NAB, Sander said, wasn’t capable of requiring its TV station members to postpone any of their cable carriage disputes until early April.
“We cannot legislate that,” he said. “That’s a business decision between the cable company or satellite provider and the local broadcaster.”
NAB’s plan departs from dates proposed by Martin. FCC officials said Martin has recommended two quiet period options, from either Jan. 15, 2009 to Feb. 28, 2009, or Dec. 15, 2008 to Feb. 28, 2009.
Sander, who spoke with Martin by phone on Monday, said he didn’t sense any resistance from the nation’s top media regulator.
“I don't want to speak on his behalf, but [Martin] seemed fine with it,” Sander said. “He said his dates had just been kind of floating around in his min. There was nothing magic about his dates.”
An FCC spokeswoman said Martin supports a quite period.
“He is open to options, but he has not made a decision on this one,” she said.
ACA members have proposed starting the quiet period from the day of FCC approval (presumably before Jan. 1, 2009) until May 31, 2009.
“Any voluntary quiet period that does not begin before the agreements actually expire—or which is too brief to preclude potentially confusing messages about broadcast carriage during the time of the actual DTV transition—represents the illusion of a commitment and does not serve the consumer,” NCTA president Kyle McSlarrow said in a statement.
On Oct. 1, TV stations have to elect whether to demand or negotiate cable carriage. Cable operators typically are not allowed to carry TV stations after Dec. 31 if stations that elected to negotiate have not signed a deal.
Deadline extensions to prevent signal interruption have not been uncommon in the past. But pressure on cable operators to ink deals starts to rise as the National Football League’s Super Bowl championship game nears. The 2009 Super Bowl is scheduled to be played on Feb. 7 in Dolphin Stadium in Miami.
Small cable operators are particularly concerned about losing access to local TV signals in January and the possibility that those disputes could frustrate and confuse consumers around time of the DTV transition six weeks later.
“Many [TV carriage] contracts are coming up at the end of the year,” Polka said. “I know [FCC] commissioner [Jonathan] Adelstein has supported the Dec. 15 date, for the very reason the contracts would be expiring at the end of the year. This would prevent any kind of ability of broadcasters to leverage that to the detriment of our members and certainly their customers.”

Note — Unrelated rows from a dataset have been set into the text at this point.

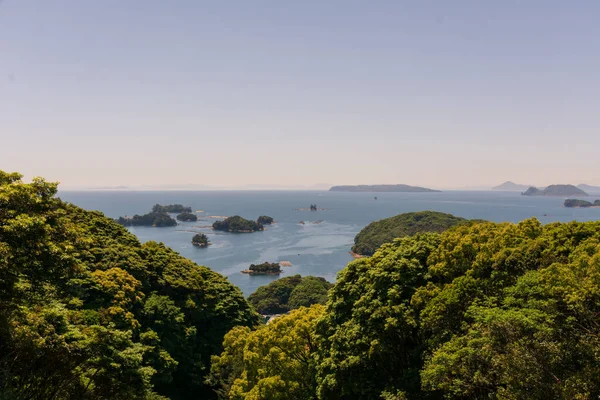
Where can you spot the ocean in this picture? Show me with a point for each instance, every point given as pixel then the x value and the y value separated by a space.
pixel 318 249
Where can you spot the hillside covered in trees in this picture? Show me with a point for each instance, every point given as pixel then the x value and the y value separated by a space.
pixel 88 312
pixel 290 293
pixel 483 310
pixel 370 238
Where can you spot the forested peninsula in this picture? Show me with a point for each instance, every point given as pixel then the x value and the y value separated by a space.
pixel 237 224
pixel 88 312
pixel 370 238
pixel 482 310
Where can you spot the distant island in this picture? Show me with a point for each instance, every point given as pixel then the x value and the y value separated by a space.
pixel 381 188
pixel 265 220
pixel 156 219
pixel 265 268
pixel 186 217
pixel 237 224
pixel 200 240
pixel 555 190
pixel 171 208
pixel 370 238
pixel 509 186
pixel 589 188
pixel 574 203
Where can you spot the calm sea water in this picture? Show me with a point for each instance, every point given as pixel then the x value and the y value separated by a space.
pixel 313 249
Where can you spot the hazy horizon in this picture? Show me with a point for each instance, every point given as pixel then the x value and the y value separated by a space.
pixel 440 95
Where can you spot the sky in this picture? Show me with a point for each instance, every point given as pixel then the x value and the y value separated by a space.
pixel 444 94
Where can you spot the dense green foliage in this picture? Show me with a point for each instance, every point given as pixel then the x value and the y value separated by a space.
pixel 494 311
pixel 577 203
pixel 200 239
pixel 555 190
pixel 488 310
pixel 265 220
pixel 289 293
pixel 275 362
pixel 237 224
pixel 88 312
pixel 157 219
pixel 265 268
pixel 370 238
pixel 581 203
pixel 172 208
pixel 185 216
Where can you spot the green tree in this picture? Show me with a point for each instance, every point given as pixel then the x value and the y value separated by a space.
pixel 88 312
pixel 289 293
pixel 370 238
pixel 277 361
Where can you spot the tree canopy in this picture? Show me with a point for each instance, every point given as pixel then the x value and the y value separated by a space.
pixel 488 310
pixel 88 312
pixel 289 293
pixel 200 239
pixel 171 208
pixel 237 224
pixel 383 231
pixel 501 311
pixel 185 216
pixel 275 362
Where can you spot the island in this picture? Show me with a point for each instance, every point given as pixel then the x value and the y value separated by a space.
pixel 555 190
pixel 509 186
pixel 156 219
pixel 265 220
pixel 386 230
pixel 574 203
pixel 200 240
pixel 265 268
pixel 186 217
pixel 589 188
pixel 382 188
pixel 289 293
pixel 237 224
pixel 171 208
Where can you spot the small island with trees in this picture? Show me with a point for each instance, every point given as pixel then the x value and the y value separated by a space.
pixel 171 208
pixel 265 220
pixel 574 203
pixel 187 217
pixel 265 268
pixel 290 293
pixel 237 224
pixel 200 240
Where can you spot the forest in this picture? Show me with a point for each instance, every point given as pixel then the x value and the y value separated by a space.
pixel 481 310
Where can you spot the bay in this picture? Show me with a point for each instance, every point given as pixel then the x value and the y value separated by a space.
pixel 318 249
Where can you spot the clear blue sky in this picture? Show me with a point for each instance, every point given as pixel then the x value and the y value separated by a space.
pixel 435 93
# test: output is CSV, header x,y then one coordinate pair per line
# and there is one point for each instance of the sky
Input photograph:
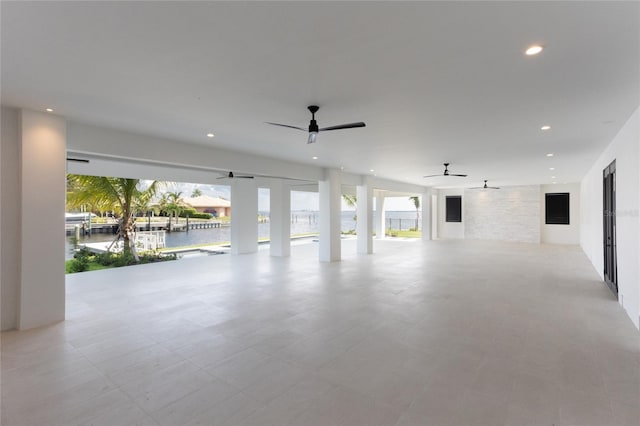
x,y
299,200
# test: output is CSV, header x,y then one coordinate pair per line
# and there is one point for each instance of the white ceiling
x,y
434,81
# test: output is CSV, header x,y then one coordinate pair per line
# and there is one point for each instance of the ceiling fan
x,y
230,175
485,186
313,125
446,172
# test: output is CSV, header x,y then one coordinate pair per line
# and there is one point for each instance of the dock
x,y
112,228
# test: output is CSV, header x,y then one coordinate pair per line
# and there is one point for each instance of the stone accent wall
x,y
509,214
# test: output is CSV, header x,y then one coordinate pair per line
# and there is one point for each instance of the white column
x,y
244,216
43,172
330,201
280,219
426,215
380,220
364,211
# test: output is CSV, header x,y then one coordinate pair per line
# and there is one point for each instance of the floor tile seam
x,y
155,413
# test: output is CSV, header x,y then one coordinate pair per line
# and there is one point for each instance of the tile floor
x,y
448,332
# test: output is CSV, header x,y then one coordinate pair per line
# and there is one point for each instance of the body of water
x,y
302,222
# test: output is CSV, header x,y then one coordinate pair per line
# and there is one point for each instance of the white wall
x,y
43,179
624,149
511,213
10,201
450,229
33,193
561,234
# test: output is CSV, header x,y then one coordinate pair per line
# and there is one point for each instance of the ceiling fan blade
x,y
343,126
286,125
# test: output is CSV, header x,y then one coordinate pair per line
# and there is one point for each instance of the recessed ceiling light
x,y
533,50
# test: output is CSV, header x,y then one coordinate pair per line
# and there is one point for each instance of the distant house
x,y
219,207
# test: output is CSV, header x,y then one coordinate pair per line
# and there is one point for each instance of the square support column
x,y
42,179
244,216
330,190
365,217
280,220
381,217
426,216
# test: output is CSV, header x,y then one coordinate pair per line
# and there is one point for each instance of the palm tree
x,y
351,201
118,193
175,205
416,203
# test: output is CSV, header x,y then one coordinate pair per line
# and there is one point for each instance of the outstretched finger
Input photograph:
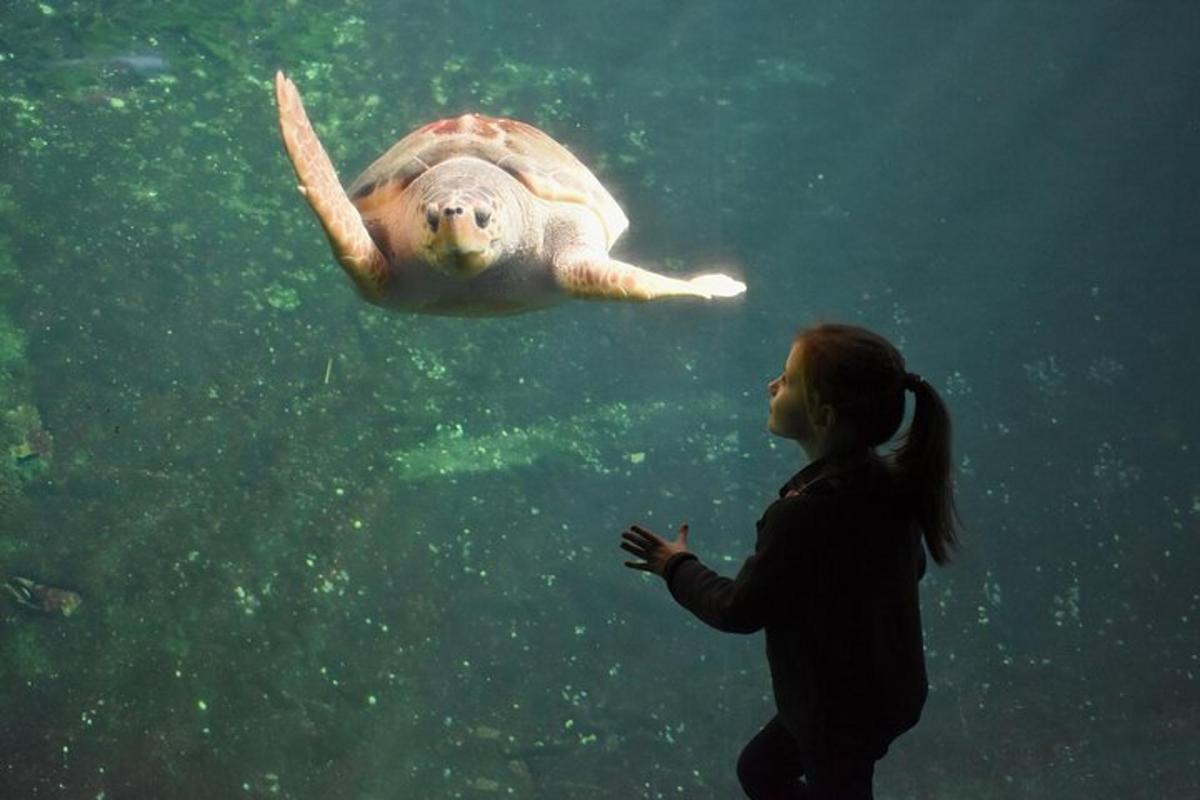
x,y
636,551
637,540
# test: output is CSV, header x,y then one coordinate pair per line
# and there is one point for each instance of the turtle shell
x,y
543,164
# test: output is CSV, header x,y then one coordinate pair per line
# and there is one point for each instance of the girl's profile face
x,y
789,414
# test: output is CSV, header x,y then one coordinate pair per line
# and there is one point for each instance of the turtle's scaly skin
x,y
472,216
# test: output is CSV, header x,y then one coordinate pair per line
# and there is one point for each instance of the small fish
x,y
41,597
145,65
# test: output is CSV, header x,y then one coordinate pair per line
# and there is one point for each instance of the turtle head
x,y
463,222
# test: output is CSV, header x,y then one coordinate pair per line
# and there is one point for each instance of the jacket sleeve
x,y
741,605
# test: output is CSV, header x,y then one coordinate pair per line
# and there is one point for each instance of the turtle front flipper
x,y
353,246
587,275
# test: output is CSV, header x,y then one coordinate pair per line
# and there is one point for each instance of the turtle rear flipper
x,y
353,246
585,274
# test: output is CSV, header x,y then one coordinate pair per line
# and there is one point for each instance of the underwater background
x,y
327,551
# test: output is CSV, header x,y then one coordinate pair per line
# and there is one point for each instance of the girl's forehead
x,y
795,365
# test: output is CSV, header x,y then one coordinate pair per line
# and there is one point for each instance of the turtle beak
x,y
461,246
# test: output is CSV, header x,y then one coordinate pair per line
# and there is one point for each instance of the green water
x,y
328,551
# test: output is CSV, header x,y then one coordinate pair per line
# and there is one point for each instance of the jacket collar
x,y
823,469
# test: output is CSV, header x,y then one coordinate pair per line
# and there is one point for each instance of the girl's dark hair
x,y
863,377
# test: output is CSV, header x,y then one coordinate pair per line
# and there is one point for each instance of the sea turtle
x,y
474,216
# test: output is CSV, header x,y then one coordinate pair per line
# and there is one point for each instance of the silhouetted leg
x,y
850,780
769,765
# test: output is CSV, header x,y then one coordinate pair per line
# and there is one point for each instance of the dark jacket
x,y
833,581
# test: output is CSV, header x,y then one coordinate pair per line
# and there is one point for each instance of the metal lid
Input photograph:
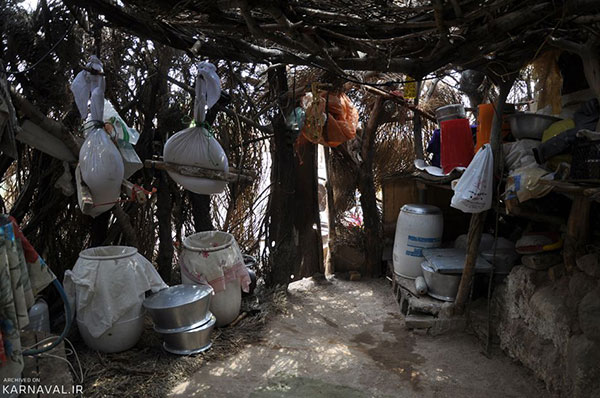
x,y
176,296
452,261
421,209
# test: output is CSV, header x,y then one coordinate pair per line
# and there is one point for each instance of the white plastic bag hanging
x,y
473,192
100,162
196,146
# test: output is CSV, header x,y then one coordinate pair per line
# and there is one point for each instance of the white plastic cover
x,y
196,146
473,193
101,163
107,283
102,170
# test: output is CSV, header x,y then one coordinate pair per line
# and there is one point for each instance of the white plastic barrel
x,y
106,289
215,258
418,227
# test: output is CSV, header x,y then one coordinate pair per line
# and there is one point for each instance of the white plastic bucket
x,y
418,227
106,289
206,258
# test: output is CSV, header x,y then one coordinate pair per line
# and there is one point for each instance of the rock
x,y
589,264
541,261
583,371
589,315
521,284
354,276
419,321
556,272
580,284
549,317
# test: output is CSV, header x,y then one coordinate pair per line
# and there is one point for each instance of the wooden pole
x,y
478,219
417,125
329,265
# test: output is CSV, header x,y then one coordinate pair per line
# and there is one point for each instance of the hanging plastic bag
x,y
100,162
197,146
473,192
122,131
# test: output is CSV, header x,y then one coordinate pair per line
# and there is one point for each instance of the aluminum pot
x,y
179,308
440,286
190,341
530,125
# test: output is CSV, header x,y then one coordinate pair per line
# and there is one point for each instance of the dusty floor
x,y
347,339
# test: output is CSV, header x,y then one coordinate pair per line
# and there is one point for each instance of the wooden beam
x,y
200,172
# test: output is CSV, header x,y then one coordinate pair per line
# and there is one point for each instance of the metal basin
x,y
530,125
440,286
180,307
191,341
449,112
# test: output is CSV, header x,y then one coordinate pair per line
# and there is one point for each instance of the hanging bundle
x,y
331,119
197,146
100,162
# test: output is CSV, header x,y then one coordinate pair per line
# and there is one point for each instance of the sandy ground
x,y
347,339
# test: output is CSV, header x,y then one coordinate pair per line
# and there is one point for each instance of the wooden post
x,y
329,265
578,227
294,243
418,125
478,219
368,199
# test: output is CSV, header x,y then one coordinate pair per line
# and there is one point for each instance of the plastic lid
x,y
421,209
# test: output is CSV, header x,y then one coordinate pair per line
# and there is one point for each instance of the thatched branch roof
x,y
414,37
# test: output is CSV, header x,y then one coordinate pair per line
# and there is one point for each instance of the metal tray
x,y
452,261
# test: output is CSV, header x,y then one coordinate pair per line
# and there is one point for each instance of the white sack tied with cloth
x,y
107,283
473,192
197,146
100,162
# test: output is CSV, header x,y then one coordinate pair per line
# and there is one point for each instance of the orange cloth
x,y
341,122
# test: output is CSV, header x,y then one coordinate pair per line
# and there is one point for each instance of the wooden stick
x,y
578,227
478,219
200,172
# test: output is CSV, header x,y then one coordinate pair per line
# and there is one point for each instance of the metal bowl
x,y
449,112
191,341
530,125
179,308
440,286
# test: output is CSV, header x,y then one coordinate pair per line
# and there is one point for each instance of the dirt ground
x,y
347,339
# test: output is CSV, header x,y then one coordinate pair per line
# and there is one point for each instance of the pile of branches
x,y
42,51
415,37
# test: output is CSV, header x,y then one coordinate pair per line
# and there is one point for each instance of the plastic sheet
x,y
473,193
100,162
196,146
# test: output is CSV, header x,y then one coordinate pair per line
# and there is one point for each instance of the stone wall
x,y
552,326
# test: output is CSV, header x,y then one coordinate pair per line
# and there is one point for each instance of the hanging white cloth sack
x,y
196,146
100,162
473,192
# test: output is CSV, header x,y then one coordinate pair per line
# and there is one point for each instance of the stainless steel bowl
x,y
530,125
440,286
191,341
179,308
449,112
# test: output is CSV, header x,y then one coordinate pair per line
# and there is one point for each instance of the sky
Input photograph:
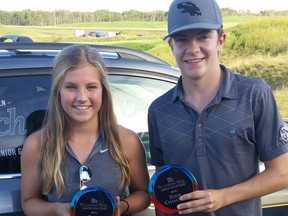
x,y
140,5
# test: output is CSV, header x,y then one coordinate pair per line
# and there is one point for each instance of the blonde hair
x,y
57,127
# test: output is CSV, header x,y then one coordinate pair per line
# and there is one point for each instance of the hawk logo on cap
x,y
190,8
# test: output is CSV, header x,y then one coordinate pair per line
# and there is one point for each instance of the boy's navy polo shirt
x,y
222,145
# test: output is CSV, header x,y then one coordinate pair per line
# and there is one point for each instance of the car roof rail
x,y
16,38
23,43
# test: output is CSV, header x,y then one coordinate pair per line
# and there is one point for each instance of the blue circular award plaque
x,y
168,184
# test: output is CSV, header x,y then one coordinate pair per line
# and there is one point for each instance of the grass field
x,y
255,46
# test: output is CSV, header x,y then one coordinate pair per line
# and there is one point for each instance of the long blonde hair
x,y
57,127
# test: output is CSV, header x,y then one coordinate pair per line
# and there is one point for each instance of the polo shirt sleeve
x,y
154,140
271,137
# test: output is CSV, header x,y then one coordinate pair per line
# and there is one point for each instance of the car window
x,y
132,97
22,100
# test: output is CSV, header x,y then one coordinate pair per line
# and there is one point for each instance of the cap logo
x,y
190,8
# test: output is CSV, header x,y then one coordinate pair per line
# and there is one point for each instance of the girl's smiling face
x,y
81,93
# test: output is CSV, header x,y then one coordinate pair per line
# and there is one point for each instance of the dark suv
x,y
136,79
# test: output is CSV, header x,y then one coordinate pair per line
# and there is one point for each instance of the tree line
x,y
58,17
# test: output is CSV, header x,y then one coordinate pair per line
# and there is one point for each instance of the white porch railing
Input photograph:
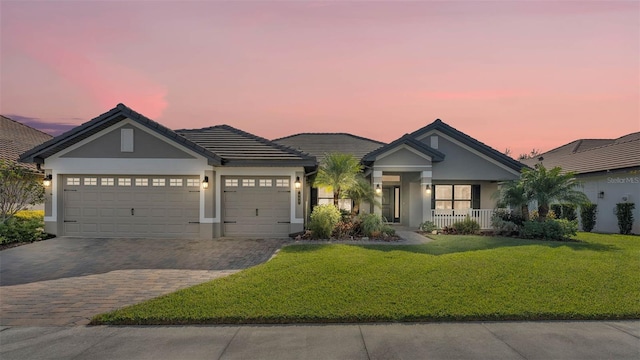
x,y
442,218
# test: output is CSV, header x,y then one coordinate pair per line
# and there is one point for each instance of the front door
x,y
391,203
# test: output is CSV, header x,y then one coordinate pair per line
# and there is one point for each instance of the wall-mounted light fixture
x,y
47,180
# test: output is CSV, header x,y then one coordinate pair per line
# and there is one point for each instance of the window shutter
x,y
475,196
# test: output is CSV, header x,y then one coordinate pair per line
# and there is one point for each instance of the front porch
x,y
446,217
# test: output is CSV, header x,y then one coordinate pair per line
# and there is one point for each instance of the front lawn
x,y
452,278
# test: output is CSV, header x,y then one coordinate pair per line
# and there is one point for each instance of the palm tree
x,y
338,172
547,186
514,194
361,191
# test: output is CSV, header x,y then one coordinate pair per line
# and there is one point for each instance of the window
x,y
91,181
231,182
452,197
73,181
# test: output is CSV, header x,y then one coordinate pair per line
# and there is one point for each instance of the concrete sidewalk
x,y
478,340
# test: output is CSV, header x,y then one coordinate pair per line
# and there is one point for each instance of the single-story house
x,y
609,170
122,174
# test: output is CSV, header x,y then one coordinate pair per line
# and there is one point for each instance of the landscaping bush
x,y
504,227
564,211
510,216
588,216
624,212
550,229
324,219
428,226
466,227
372,224
25,226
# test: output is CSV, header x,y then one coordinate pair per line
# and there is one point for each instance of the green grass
x,y
452,278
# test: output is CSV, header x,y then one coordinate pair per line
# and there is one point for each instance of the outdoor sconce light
x,y
47,180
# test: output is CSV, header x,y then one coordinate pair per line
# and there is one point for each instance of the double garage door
x,y
256,206
131,206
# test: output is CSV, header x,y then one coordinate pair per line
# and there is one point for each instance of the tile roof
x,y
101,122
238,147
16,138
594,155
320,144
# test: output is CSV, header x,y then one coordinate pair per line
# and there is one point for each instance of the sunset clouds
x,y
517,75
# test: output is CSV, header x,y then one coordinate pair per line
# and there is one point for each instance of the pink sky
x,y
512,74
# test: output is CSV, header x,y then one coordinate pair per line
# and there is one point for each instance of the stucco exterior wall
x,y
606,190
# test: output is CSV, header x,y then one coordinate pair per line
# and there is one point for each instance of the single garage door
x,y
256,206
131,206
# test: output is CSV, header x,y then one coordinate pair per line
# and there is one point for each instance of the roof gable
x,y
405,141
16,138
104,121
440,126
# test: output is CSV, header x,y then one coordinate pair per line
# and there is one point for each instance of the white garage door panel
x,y
106,211
256,211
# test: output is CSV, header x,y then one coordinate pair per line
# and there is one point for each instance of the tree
x,y
19,188
338,173
547,186
533,154
514,194
361,191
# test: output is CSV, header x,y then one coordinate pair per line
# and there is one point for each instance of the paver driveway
x,y
65,281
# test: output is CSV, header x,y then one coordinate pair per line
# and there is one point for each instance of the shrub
x,y
371,224
25,226
564,211
588,216
504,227
324,219
428,226
624,212
550,229
466,226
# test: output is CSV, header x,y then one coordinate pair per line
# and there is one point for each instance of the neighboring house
x,y
16,138
436,173
122,174
609,170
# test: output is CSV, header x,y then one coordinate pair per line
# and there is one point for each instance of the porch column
x,y
426,197
377,181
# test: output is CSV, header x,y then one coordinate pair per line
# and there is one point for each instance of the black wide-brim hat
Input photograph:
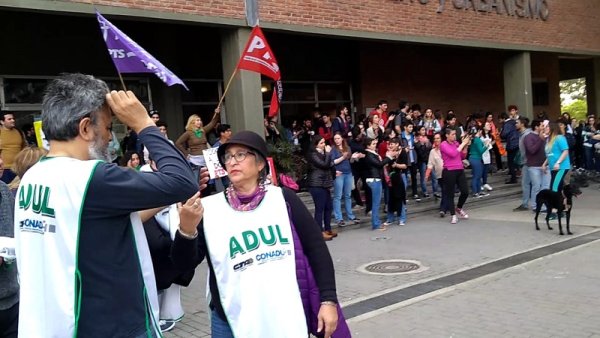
x,y
249,139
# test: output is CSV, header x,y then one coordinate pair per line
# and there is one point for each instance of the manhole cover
x,y
392,267
381,238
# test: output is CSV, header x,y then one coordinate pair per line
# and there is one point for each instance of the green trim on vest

NAB’s quiet period commitment does not cover CBS Inc. or News Corp. because they dropped their NAB memberships years ago over lobbying strategy related to FCC regulation of TV station ownership.
“While we support a quiet period around the digital transition, we strongly believe that all affected parties should be involved and reach a consensus on the parameters before moving forward,” a News Corp. spokesperson said.
CBS officials also issued a statement Tuesday afternoon.
“CBS has done many retrans deals with large and small cable operators with absolutely no disruption to the audience we share,” CBS officials said in the statement. “We see nothing in our current negotiations that leads us to believe that will change, so we see no need for the kind of ‘quiet period’ sought by some cable operators.”
“We will of course continue to work with the NAB and other broadcasters to make certain our free marketplace retransmission consent rights are preserved even as the industry works to assure a smooth digital transition,” it concluded.